Dirichlet Spaces and Metropolis Traces 

 A problem I've had come up again and again is the ability to explore a space bound by a Dirichlet prior with a Metropolis-type algorithm. I've yet to find a satisfactory answer and I'm hoping someone else will have some insight. 

 The research question I have deals with allocating patients to hospitals, considering the effect of the number of beds - one example of the "supply-induced demand" question. (The analysis is being done under  Prof. Erol Pekoz , who's visiting Harvard Stats this year.) Conjugate priors for this problem have eluded me, and so the quantity of interest, the probability that a patient will be sent to a particular hospital for inpatient care, is being inferred through a Metropolis algorithm. 

 Here's the thing: there are at most 64 different hospitals to which a patient can be assigned. Even after assuming that if a hospital has not yet received a patient from a particular area  they won't ever, the number of hospitals is extreme. 


 One suggested proposal has been a Dirichlet distribution with parameters equal to the current values, times a constant. That way the expected value of the proposal will be the same as the last draw.
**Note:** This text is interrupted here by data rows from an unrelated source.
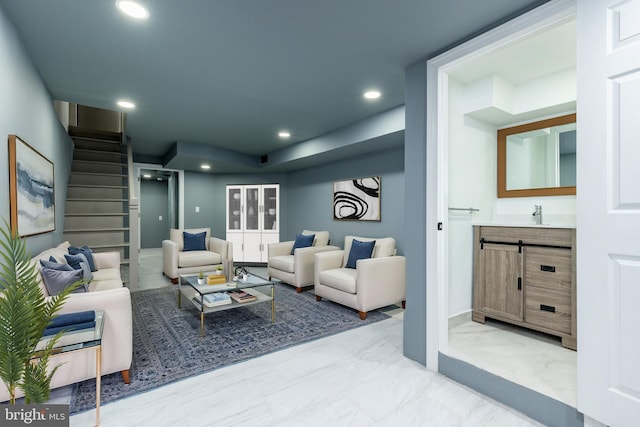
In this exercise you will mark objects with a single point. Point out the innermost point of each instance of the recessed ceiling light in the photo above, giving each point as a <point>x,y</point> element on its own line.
<point>132,9</point>
<point>372,94</point>
<point>126,104</point>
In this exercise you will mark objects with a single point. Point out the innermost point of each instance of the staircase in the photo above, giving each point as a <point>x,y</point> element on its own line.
<point>97,208</point>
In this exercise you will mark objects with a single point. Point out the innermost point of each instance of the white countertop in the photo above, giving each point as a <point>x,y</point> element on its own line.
<point>529,225</point>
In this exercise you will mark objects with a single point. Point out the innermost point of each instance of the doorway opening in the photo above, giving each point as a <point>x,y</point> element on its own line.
<point>524,76</point>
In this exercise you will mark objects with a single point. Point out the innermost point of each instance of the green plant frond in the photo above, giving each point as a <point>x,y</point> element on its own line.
<point>24,314</point>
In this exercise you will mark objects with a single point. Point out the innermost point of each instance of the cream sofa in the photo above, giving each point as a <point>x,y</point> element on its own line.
<point>175,261</point>
<point>107,293</point>
<point>375,282</point>
<point>297,269</point>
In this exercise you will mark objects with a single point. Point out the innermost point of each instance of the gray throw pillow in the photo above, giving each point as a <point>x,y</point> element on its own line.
<point>87,276</point>
<point>75,260</point>
<point>56,280</point>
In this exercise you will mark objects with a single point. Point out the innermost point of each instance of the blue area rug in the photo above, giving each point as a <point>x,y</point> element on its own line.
<point>167,346</point>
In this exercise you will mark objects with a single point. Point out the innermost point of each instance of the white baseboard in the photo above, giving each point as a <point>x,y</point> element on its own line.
<point>459,319</point>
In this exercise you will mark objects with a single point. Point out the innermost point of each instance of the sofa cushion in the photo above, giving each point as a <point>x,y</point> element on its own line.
<point>84,250</point>
<point>105,279</point>
<point>343,279</point>
<point>75,260</point>
<point>302,241</point>
<point>57,280</point>
<point>198,258</point>
<point>359,250</point>
<point>194,241</point>
<point>282,263</point>
<point>176,236</point>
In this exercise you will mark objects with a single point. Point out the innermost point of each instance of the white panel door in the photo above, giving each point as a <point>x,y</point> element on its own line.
<point>608,210</point>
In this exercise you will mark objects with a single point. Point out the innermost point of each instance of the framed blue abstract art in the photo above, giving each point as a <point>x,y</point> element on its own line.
<point>357,199</point>
<point>31,192</point>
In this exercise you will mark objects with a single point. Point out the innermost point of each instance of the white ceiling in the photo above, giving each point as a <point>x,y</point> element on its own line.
<point>537,55</point>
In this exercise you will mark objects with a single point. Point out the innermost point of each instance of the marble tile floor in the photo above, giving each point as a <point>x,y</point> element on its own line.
<point>356,378</point>
<point>531,359</point>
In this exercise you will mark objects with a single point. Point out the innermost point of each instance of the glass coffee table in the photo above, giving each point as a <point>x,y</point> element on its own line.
<point>262,289</point>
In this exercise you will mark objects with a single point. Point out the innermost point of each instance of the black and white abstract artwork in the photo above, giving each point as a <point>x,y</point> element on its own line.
<point>357,199</point>
<point>31,189</point>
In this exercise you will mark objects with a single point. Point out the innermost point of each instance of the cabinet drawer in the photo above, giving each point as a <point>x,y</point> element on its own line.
<point>548,268</point>
<point>549,308</point>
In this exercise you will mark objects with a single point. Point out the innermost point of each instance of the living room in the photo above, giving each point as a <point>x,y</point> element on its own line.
<point>27,111</point>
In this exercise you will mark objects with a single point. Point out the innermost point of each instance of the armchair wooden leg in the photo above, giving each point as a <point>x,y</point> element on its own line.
<point>125,376</point>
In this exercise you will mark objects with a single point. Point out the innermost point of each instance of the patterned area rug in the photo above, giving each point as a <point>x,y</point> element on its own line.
<point>167,346</point>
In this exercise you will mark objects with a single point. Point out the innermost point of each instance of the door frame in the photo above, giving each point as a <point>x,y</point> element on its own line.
<point>437,262</point>
<point>137,167</point>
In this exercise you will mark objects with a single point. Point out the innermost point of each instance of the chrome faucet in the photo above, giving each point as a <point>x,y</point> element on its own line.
<point>538,214</point>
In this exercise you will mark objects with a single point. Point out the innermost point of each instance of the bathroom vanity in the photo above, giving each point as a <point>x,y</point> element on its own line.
<point>526,275</point>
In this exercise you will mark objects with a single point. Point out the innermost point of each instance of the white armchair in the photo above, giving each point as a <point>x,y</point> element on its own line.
<point>375,282</point>
<point>296,269</point>
<point>176,261</point>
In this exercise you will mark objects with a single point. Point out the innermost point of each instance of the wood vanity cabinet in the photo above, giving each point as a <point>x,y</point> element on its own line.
<point>526,276</point>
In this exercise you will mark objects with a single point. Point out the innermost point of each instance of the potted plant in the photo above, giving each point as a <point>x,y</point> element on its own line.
<point>24,314</point>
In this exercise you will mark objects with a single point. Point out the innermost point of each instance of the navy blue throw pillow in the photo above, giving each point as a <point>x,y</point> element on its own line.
<point>359,250</point>
<point>303,241</point>
<point>84,250</point>
<point>194,242</point>
<point>55,265</point>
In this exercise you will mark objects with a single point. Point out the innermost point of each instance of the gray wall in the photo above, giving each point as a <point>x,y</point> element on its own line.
<point>415,315</point>
<point>310,198</point>
<point>306,198</point>
<point>154,203</point>
<point>26,110</point>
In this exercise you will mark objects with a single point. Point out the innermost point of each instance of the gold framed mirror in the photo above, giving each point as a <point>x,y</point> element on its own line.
<point>538,158</point>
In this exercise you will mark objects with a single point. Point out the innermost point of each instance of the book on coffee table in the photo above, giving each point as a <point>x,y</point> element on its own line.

However, when the number is too low, the smallest dimensions will have parameter value less than 1, which leads to trouble, as the value will tend to zero; when it's too high, the biggest parameters don't move at all, and the effect of moving some of its mass is lost. 

 I've considered implementing a parallel-tempering method but I'd like to keep it cleaner. Does anyone have a better method that's reasonably quick to run, rather than monkeying with each parameter individually?